Extended Data Figure 7. Growth on glycerol, xylose or fucose with various second substrates.

a. This diagram illustrates the difference in the effect of glycolytic and gluconeogenic substrates on glycerol uptake. The uptake and catabolism of glycerol, gluconeogenic substrates and glycolytic substrates are drawn as three pathways (gray arrows) that merge at different places. In the regulation (red lines), two flux-sensors are involved: one (FBP) senses the upper-glycolytic flux j_L, the other (cAMP-Crp) the total carbon flux j_tot. Crucially, both flux sensors are required to fully suppress glycerol uptake; this is symbolized in the diagram using the symbol of a logical AND gate. Glycolytic substrates contribute both to the upper-glycolytic flux and the total carbon flux. A sufficiently large glycolytic flux therefore activates both the upper-glycolytic flux sensor AND the total-flux sensor, which together suppress glycerol uptake. In contrast, gluconeogenic substrates do not contribute to the upper-glycolytic flux and will not fully inhibit glycerol uptake even if they provide a large carbon flux. (Through the total-flux sensor cAMP-Crp, gluconeogenic substrates will affect glycerol uptake mildly, but both substrates remain co-utilized.) This difference between glycolytic and gluconeogenic substrates underlies the pattern in Fig. 5c.

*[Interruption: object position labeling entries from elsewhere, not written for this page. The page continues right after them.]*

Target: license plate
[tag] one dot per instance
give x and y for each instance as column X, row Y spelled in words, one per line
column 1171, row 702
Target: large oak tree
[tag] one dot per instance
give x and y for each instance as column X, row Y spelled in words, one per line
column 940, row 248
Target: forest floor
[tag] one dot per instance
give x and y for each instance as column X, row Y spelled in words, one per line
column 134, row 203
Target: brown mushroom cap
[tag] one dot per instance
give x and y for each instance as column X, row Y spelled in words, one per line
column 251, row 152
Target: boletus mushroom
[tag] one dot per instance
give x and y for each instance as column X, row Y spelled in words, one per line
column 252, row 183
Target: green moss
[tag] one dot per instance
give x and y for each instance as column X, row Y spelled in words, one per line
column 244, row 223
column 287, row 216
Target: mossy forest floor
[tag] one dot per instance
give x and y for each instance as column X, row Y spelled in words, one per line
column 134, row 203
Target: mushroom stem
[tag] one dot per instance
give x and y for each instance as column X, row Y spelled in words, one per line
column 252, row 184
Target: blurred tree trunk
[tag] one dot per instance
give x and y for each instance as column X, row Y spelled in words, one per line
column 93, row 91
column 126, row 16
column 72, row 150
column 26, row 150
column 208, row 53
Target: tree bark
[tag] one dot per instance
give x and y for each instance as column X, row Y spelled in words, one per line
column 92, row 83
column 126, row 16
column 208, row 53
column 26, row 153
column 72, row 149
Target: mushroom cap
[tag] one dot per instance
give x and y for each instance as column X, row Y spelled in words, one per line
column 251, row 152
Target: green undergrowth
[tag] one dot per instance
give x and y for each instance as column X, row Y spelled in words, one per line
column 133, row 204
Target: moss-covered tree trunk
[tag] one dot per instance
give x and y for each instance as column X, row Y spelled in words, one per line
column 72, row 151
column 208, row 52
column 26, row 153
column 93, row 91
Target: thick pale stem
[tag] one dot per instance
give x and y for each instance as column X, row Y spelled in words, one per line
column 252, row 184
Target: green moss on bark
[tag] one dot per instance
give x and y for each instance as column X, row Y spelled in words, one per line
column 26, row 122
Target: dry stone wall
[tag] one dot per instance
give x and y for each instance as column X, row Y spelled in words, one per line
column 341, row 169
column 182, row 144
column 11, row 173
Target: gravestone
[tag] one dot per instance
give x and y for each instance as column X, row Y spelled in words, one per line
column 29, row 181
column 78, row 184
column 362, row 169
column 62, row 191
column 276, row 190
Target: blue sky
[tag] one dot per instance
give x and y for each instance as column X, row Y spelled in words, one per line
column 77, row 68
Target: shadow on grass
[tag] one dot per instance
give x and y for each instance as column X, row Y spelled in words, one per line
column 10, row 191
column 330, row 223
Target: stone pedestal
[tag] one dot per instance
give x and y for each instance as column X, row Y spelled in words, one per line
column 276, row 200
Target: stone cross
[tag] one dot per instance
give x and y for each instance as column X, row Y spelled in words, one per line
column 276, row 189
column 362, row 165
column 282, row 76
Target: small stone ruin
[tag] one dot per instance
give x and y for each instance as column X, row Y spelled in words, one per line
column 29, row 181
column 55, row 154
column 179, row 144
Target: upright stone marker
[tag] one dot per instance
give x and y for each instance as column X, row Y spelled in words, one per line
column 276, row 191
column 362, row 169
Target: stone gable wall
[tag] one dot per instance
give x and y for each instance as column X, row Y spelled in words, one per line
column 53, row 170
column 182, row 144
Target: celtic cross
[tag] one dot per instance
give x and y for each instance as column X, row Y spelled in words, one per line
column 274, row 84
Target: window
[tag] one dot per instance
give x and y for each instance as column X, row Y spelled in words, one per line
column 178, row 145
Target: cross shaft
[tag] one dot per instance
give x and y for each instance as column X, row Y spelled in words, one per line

b. A pattern similar to Fig. 5c is obtained if glycerol is replaced by xylose. Shown here is the growth rate of WT cells (NCM3722) in M9 medium²⁴ on xylose plus a second substrate plotted against growth rate with the second substrate only, for a variety of “second” substrates. The growth rate on xylose only is indicated by horizontal and vertical dotted lines. The growth rate on both substrates shows a similar dependence on the “second” substrate species as seen in Fig. 5c of the main text: If the second carbon substrate is processed at least partially by upper glycolysis (blue circles) the growth rate is approximately the larger of the two single-substrate growth rates, possibly with an exception for mannose. If on the other hand the second substrate is a gluconeogenic substrate (orange circles) the growth rate on both substrates is usually larger than either of the two single-substrate growth rates.

c. Same as Panel b, but for fucose as the “first” substrate.